Writing in the Forward, Jay Michaelson, an educator whose work focuses on spirituality, Judaism, sexuality, and law, brought up an interesting point about GLBT (gay, lesbian, bisexual and transgender) synagogues. He has noticed a growing number of the congregants at these synagogues are straight – and in some cases, these members make up the majority. This naturally led him to wonder why, and he found that it has to do with an innate ability by GLBT synagogues to be open, welcoming and inclusive above and beyond most mainstream synagogues.

He points to a recent study by Jewish Mosaic: The National Center for Sexual and Gender Diversity which found that “inclusion is a value that transcends subject matter.” Regardless of background – intermarried, Jew-by-choice, adult child of intermarriage – everyone likes to feel included. And in a synagogue started by a traditionally marginalized group, there are “fewer judgments, raised eyebrows or grumbles about political correctness.”

Michaelson says that GLBT synagogues aren’t necessarily more “enlightened about inclusion,” they have just had no choice but to develop in this way. Their longtime awareness of the diversity of the Jewish people has helped them nurture “values and practices that are now hot commodities in the Jewish community at large,” like an understanding that Jewish traditions can and must be “reinvented, re-appropriated and renewed.”

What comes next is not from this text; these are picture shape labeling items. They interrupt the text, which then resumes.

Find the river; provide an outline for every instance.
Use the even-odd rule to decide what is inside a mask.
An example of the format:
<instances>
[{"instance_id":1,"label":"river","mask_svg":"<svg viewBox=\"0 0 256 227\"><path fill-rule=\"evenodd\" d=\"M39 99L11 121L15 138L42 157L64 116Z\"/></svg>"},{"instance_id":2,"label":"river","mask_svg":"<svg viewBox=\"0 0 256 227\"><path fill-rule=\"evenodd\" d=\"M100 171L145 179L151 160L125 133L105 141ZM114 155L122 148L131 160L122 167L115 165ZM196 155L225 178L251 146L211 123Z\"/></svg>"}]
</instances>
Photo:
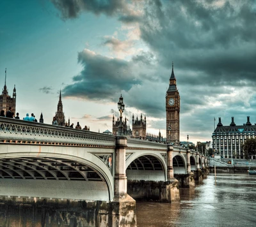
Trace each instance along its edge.
<instances>
[{"instance_id":1,"label":"river","mask_svg":"<svg viewBox=\"0 0 256 227\"><path fill-rule=\"evenodd\" d=\"M139 202L138 227L256 226L256 175L210 174L195 189L180 189L180 203Z\"/></svg>"}]
</instances>

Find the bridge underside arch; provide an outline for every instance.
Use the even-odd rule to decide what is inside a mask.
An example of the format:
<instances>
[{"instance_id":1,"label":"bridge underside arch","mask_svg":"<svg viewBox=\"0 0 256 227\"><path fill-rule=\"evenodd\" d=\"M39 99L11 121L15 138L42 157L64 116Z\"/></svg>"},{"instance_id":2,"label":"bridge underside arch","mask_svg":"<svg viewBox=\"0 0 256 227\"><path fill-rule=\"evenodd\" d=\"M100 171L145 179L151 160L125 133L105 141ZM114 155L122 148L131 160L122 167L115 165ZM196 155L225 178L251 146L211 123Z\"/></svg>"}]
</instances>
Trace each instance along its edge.
<instances>
[{"instance_id":1,"label":"bridge underside arch","mask_svg":"<svg viewBox=\"0 0 256 227\"><path fill-rule=\"evenodd\" d=\"M186 166L183 158L177 155L172 159L172 163L173 167L174 174L186 174Z\"/></svg>"},{"instance_id":2,"label":"bridge underside arch","mask_svg":"<svg viewBox=\"0 0 256 227\"><path fill-rule=\"evenodd\" d=\"M110 197L104 176L90 165L47 155L0 159L0 191L20 197L107 201Z\"/></svg>"},{"instance_id":3,"label":"bridge underside arch","mask_svg":"<svg viewBox=\"0 0 256 227\"><path fill-rule=\"evenodd\" d=\"M165 181L164 168L161 161L152 155L137 157L126 169L128 180Z\"/></svg>"},{"instance_id":4,"label":"bridge underside arch","mask_svg":"<svg viewBox=\"0 0 256 227\"><path fill-rule=\"evenodd\" d=\"M196 160L193 156L190 156L190 166L191 171L196 170Z\"/></svg>"},{"instance_id":5,"label":"bridge underside arch","mask_svg":"<svg viewBox=\"0 0 256 227\"><path fill-rule=\"evenodd\" d=\"M201 169L203 168L203 163L202 162L202 159L200 157L199 157L199 168Z\"/></svg>"}]
</instances>

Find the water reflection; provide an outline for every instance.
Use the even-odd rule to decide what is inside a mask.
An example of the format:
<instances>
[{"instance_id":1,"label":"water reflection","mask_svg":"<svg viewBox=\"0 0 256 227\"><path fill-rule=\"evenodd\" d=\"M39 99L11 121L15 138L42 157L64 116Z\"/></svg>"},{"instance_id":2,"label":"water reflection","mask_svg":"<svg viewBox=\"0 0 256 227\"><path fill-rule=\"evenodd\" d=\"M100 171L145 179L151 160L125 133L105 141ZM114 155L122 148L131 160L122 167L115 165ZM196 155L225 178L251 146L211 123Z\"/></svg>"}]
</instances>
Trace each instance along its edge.
<instances>
[{"instance_id":1,"label":"water reflection","mask_svg":"<svg viewBox=\"0 0 256 227\"><path fill-rule=\"evenodd\" d=\"M180 190L180 203L137 202L142 226L255 226L256 176L210 175L194 189Z\"/></svg>"}]
</instances>

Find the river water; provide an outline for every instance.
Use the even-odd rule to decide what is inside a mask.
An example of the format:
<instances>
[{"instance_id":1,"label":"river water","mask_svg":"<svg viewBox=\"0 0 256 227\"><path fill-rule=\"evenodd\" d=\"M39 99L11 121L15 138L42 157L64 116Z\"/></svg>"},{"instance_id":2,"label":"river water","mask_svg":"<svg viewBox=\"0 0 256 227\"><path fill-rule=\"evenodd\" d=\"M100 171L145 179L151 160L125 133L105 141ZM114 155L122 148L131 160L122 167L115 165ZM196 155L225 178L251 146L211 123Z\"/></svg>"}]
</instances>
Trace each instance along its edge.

The merging of the marginalized and the mainstream brings us to an interesting place, and it’s one of the reasons JOI wants to work more extensively with the GLBT community. Since the LGBT community is over-represented among the numbers of intermarried families in the Jewish community, we want to make sure that these families are also welcome—whether in an institution specifically for the LGBT community or in the mainstream Jewish community, in general. Too often, the LGBT issues eclipse those of intermarriage and, as a result, leave the latter unaddressed.

The bigger question is, if inclusion is the baseline, what is the best way to help create a unified Jewish community? Multiracial Jews, GLBT Jews, Jews-by-choice and any others that may find themselves on the periphery all have one thing in common – they are all Jews. Wouldn’t we be better served by the richness and diversity they bring to Judaism if we were all members of one Jewish community?